Auch unerwartete Protagonisten betreten Flügges Bühne, etwa Eugen Kogon, Verfasser von »Der SS-Staat« und Mitbegründer der linkskatholischen Frankfurter Hefte. Kogon hatte 1927 die österreichische Staatsbürgerschaft erworben, war bis 1934 Chefredakteur des rechtskonservativen Österreichischen Beobachter gewesen und stand 1938 ebenfalls auf den Verhaftungslisten der Nationalsozialisten. Dass zu Kogons Lehrern neben Hans Kelsen Othmar Spann zählte, der mit seiner Studie »Faschismus und Korporativstaat« zu den Anregern des Austrofaschismus gehörte, animiert Flügge wiederum dazu, »interessante Parallelen« zwischen Kogon und Eric Voegelin zu ­erkennen, der ebenfalls in Wien aufwuchs und 1938 in die USA emigrierte, wo er als Theoretiker der »politischen Religionen« wirkte. Voegelin indessen hatte in frühen Jahren Kontakte zum George-Kreis, dessen elitistisches Selbstverständnis ihn prägte, während Kogons Linkskatholizismus die Nähe zur einfachen ­Bevölkerung kultivierte.

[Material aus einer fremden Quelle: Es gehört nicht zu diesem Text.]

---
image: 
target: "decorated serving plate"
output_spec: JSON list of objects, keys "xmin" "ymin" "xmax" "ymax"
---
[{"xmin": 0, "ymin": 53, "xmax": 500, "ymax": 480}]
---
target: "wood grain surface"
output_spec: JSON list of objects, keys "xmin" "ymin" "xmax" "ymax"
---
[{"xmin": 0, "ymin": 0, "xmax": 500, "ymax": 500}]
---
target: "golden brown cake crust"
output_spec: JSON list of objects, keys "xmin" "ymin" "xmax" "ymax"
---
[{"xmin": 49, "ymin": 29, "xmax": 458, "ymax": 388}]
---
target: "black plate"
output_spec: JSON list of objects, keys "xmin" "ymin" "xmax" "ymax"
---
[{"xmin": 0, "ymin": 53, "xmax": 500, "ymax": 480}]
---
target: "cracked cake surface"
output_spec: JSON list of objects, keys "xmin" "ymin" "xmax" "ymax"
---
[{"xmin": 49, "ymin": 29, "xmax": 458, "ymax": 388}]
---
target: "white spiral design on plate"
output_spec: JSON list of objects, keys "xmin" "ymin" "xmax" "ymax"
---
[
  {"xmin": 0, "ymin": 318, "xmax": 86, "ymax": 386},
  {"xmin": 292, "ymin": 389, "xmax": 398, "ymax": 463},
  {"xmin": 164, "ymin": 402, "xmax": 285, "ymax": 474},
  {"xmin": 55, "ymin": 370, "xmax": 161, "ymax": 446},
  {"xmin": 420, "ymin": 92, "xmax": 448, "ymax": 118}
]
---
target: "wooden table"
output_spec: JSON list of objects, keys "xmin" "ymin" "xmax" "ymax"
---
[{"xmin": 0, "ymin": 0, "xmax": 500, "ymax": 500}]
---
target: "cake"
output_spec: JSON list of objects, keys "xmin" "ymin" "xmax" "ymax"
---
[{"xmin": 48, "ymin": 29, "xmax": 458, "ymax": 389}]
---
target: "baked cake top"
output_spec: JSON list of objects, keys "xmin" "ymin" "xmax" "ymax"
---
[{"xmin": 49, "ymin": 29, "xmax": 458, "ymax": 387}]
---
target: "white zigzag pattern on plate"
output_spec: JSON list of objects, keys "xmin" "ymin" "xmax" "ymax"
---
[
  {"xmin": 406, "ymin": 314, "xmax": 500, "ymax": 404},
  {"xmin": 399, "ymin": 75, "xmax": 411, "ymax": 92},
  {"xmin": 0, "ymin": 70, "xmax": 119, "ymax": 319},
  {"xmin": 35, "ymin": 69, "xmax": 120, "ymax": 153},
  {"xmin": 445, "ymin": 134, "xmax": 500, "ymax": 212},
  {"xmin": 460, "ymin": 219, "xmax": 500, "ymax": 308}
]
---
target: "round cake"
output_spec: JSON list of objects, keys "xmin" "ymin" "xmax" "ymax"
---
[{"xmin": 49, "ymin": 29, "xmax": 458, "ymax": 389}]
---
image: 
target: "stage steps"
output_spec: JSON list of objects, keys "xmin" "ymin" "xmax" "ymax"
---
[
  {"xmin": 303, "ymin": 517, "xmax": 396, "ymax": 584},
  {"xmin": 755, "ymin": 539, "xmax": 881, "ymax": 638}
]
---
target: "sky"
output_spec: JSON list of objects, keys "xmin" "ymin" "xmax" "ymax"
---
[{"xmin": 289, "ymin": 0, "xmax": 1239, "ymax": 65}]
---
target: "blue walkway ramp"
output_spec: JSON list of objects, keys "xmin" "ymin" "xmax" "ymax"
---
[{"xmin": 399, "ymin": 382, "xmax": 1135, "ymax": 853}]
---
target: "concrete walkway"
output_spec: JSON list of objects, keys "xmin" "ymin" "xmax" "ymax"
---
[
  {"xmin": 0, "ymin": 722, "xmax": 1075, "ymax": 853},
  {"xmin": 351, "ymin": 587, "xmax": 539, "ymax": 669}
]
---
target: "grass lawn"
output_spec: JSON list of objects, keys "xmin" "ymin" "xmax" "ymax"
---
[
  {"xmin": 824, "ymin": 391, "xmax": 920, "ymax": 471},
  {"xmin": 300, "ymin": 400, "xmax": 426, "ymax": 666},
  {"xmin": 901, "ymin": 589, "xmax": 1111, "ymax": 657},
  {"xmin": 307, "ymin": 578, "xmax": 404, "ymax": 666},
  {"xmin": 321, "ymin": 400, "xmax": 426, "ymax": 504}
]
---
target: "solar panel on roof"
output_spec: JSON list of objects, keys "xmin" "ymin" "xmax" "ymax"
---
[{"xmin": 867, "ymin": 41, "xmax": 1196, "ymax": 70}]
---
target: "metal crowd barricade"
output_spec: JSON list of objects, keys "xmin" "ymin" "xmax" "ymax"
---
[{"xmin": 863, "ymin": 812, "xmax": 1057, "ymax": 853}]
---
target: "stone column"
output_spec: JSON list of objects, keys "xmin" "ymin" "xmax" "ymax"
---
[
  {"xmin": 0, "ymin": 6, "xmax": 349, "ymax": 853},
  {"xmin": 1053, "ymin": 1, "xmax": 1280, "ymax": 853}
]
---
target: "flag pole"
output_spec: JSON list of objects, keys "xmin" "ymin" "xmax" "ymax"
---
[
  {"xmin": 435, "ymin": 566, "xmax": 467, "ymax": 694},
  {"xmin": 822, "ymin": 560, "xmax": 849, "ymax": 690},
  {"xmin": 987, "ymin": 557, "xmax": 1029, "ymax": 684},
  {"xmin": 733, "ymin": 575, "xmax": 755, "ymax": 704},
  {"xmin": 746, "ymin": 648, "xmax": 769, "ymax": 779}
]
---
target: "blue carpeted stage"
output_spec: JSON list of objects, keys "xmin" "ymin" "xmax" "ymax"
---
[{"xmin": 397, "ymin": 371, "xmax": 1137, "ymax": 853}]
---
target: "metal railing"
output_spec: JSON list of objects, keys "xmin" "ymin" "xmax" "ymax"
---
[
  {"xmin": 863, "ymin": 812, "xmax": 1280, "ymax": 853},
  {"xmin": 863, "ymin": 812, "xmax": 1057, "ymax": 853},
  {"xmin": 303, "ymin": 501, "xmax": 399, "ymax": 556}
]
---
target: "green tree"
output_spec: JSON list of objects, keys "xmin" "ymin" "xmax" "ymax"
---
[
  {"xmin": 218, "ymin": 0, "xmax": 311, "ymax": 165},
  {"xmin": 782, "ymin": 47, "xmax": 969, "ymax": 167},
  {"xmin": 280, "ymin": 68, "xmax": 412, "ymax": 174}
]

Flügges Neigung, überall »Parallelen« zwischen Personen zu entdecken, die kaum etwas anderes gemeinsam haben, als dass der Autor sie als Personal seiner Wien-Anek­doten braucht, führt immer wieder in die Irre, am drastischsten wohl, wenn er Freuds Lektüren biblischer Mythen mit Hitlers Versuch vergleicht, zum lebenden »Mythos« zu werden. Fragt man bei irgendeiner der zahllosen Geschichten, die Flügge lediglich am Rand des Datums des März 1938 miteinander assoziiert, genauer nach, erweist sich, was als Mosaik erscheint, bald als Kuddelmuddel angefangener oder zu früh abgebrochener, lässig recherchierter Anekdoten, deren Zusammenhang­losigkeit durch triviale Phantasie übertüncht wird. Dass »das goldene Wiener Herz«, als Freud die Stadt im Juni 1938 verließ, »jeden Glanz verloren« hatte, wie Flügge zu Protokoll gibt, lässt sich jedenfalls weder in Freuds Schriften noch in Wiener Chroniken, sondern nur im Wörterbuch der Gemeinplätze überprüfen.

 

Manfred Flügge: Stadt ohne Seele. Wien 1938, Aufbau-Verlag: Berlin 2018, 480 Seiten, 25 Euro.